Evaluation of Compliance with Osteoporosis Treatment Guidelines After Initiation of a Pharmacist-Run Osteoporosis Service at a Family Medicine Clinic

Larissa N Hall, PharmD

Family Medicine Pharmacy Resident, Department of Pharmacy and Clinical Sciences/Family Medicine, South Carolina College of Pharmacy, Medical University of South Carolina Campus, Charleston, SC

Sarah P Shrader, PharmD BCPS CDE

Assistant Professor, Clinical Pharmacy and Outcomes Sciences/Family Medicine, Department of Clinical Pharmacy and Outcomes Sciences/Family Medicine, South Carolina College of Pharmacy, Medical University of South Carolina Campus

Kelly R Ragucci, PharmD FCCP BCPS CDE

Associate Professor, Clinical Pharmacy and Outcomes Sciences/Family Medicine, Department of Clinical Pharmacy and Outcomes Sciences/Family Medicine, South Carolina College of Pharmacy, Medical University of South Carolina Campus

Reprints: Dr. Shrader, MUSC Family Medicine, 295 Calhoun St., Charleston, SC 29425, fax 843/792-0436, shrader{at}musc.edu

BACKGROUND: Osteoporosis affects more than 10 million Americans, and fracture complications are devastating to patients and society. Despite the availability of guidelines and performance measures, osteoporosis is not optimally managed.

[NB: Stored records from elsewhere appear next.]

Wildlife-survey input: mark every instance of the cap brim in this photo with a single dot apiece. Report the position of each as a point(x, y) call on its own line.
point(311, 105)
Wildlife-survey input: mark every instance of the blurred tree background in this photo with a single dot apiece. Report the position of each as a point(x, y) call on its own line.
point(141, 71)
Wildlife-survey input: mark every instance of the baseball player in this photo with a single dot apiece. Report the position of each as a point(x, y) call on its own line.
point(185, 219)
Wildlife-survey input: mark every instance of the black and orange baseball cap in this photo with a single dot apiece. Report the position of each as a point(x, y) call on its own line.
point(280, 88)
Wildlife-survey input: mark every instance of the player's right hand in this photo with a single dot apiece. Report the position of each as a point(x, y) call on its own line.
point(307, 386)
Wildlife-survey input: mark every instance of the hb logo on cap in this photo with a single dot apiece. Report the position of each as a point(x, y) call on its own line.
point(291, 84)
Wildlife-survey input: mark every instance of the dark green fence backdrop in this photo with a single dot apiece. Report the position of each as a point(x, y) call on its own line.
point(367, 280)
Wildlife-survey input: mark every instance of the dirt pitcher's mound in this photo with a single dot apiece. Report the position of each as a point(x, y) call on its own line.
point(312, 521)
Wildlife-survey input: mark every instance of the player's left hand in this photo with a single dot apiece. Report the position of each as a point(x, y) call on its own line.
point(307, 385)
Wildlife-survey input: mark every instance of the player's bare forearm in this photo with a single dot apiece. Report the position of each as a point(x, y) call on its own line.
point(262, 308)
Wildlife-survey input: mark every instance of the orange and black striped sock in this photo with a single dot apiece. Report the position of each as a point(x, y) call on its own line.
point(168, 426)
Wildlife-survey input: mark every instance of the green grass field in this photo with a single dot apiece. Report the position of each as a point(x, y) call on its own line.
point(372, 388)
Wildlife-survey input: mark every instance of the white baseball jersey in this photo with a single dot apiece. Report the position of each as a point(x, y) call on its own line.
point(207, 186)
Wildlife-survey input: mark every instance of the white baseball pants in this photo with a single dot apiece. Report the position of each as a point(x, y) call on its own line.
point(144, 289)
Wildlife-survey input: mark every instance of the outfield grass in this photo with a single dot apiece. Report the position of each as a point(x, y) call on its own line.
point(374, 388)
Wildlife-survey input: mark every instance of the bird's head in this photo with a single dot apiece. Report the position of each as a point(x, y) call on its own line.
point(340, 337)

Pharmacists have been pivotal in management of other disease states, and a multidisciplinary approach to osteoporosis management may improve patient outcomes.

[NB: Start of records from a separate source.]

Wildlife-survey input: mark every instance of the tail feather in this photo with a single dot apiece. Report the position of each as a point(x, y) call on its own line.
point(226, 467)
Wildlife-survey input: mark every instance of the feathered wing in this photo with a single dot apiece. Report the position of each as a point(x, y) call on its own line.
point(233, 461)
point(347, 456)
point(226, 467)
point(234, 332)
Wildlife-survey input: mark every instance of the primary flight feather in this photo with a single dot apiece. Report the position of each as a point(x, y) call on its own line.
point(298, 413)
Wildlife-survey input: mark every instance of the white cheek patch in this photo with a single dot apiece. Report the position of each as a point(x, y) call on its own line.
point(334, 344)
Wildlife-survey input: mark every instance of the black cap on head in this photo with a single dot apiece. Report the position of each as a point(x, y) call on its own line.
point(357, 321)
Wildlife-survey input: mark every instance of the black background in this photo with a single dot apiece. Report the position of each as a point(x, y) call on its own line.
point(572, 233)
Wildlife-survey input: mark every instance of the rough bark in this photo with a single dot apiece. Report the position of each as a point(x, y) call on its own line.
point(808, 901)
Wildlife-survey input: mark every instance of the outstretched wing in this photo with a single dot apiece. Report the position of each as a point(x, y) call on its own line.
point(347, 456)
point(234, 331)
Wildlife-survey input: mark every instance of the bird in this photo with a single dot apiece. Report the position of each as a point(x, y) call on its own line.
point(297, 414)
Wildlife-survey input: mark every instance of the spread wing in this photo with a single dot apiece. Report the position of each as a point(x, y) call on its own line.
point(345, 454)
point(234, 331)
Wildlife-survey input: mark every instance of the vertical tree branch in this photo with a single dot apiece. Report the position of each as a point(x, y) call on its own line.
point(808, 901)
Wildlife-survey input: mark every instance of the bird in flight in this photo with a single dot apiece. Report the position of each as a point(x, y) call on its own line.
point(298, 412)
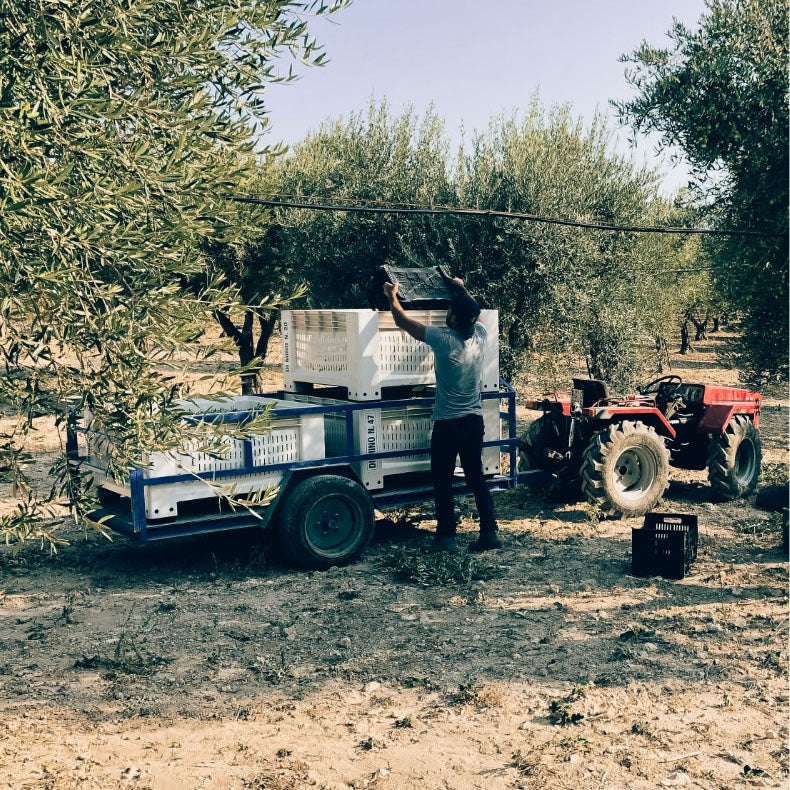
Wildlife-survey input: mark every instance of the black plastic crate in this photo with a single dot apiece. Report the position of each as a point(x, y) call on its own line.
point(418, 289)
point(665, 545)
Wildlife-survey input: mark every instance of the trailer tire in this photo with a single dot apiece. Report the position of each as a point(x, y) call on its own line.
point(734, 459)
point(325, 520)
point(625, 469)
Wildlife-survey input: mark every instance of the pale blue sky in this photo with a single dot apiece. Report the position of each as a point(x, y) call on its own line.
point(474, 60)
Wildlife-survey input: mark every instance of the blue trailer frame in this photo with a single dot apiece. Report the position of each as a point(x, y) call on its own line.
point(137, 525)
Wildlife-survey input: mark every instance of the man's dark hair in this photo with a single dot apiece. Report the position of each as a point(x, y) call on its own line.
point(466, 311)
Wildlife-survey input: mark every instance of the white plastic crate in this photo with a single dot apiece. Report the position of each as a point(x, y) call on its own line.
point(392, 428)
point(298, 437)
point(363, 351)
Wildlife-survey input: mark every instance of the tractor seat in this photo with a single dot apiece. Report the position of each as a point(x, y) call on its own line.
point(593, 390)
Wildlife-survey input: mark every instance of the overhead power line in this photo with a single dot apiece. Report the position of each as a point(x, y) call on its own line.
point(474, 212)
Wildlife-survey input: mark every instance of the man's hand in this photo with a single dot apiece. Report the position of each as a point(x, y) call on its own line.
point(448, 279)
point(391, 290)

OBJECTIVE: To establish a pharmacist-run osteoporosis service at a family medicine clinic and to evaluate short-term compliance with osteoporosis treatment guidelines before and after initiation of the service.

METHODS: A pharmacist-run osteoporosis service was established in October 2008. Adults with the diagnosis of osteoporosis before initiation of the service were included in evaluation of short-term compliance with treatment guidelines, including appropriate dual-energy X-ray absorptiometry (DEXA) scan frequency, pharmacotherapy, calcium and vitamin D supplementation, and nonpharmacologic education. Of 42 referred patients, 22 were eligible for inclusion. A retrospective chart review was conducted, and patients served as their own controls, with data from before and after establishment of the service evaluated.

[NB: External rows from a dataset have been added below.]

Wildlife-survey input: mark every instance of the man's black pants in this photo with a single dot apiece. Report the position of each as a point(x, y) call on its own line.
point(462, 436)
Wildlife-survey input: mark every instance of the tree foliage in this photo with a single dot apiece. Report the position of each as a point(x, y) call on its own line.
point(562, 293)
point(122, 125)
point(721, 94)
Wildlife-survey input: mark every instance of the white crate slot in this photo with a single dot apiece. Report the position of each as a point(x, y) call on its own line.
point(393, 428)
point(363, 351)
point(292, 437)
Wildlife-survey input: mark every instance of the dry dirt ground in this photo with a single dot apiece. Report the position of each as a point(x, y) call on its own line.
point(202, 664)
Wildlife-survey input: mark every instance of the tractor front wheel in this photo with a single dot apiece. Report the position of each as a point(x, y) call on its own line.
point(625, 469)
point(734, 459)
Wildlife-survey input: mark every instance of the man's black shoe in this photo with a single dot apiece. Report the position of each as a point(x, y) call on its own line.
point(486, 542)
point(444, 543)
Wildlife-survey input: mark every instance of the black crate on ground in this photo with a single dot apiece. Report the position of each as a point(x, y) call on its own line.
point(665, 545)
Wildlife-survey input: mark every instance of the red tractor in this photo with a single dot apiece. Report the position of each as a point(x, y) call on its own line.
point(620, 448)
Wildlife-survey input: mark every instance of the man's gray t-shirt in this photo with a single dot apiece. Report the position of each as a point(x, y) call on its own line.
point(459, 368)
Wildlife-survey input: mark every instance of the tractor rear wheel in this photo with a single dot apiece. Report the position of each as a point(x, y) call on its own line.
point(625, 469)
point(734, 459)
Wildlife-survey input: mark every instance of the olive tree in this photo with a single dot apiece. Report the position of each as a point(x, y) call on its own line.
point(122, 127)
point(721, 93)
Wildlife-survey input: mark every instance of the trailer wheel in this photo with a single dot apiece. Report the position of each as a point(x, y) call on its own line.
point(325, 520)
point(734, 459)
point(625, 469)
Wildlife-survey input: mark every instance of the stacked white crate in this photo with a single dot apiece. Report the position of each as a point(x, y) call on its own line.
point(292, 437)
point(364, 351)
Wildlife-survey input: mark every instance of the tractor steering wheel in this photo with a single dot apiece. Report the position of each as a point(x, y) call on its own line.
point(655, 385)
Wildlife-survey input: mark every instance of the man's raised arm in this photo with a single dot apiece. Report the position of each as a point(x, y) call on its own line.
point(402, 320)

RESULTS: Of the 22 patients evaluated, 8 (36%) received DEXA scans at the appropriate frequency before the service was established, versus 18 (82%) after the service was initiated. Seven (32%) patients were taking appropriate pharmacotherapy before the service, versus 17 (77%) after the service. Nine (41%) patients were taking calcium and vitamin D before the service, versus 22 (100%) after the service. Three (33%) of these patients were taking the appropriate dose and salt of calcium before the service, versus 20 (91%) after the service. Five (56%) of the 9 patients were taking the appropriate vitamin D dose before the service, versus 21 (95%) after the service. No patient had documented nonpharmacologic education prior to the service, compared with all patients after the service. All differences were significant (p < 0.05).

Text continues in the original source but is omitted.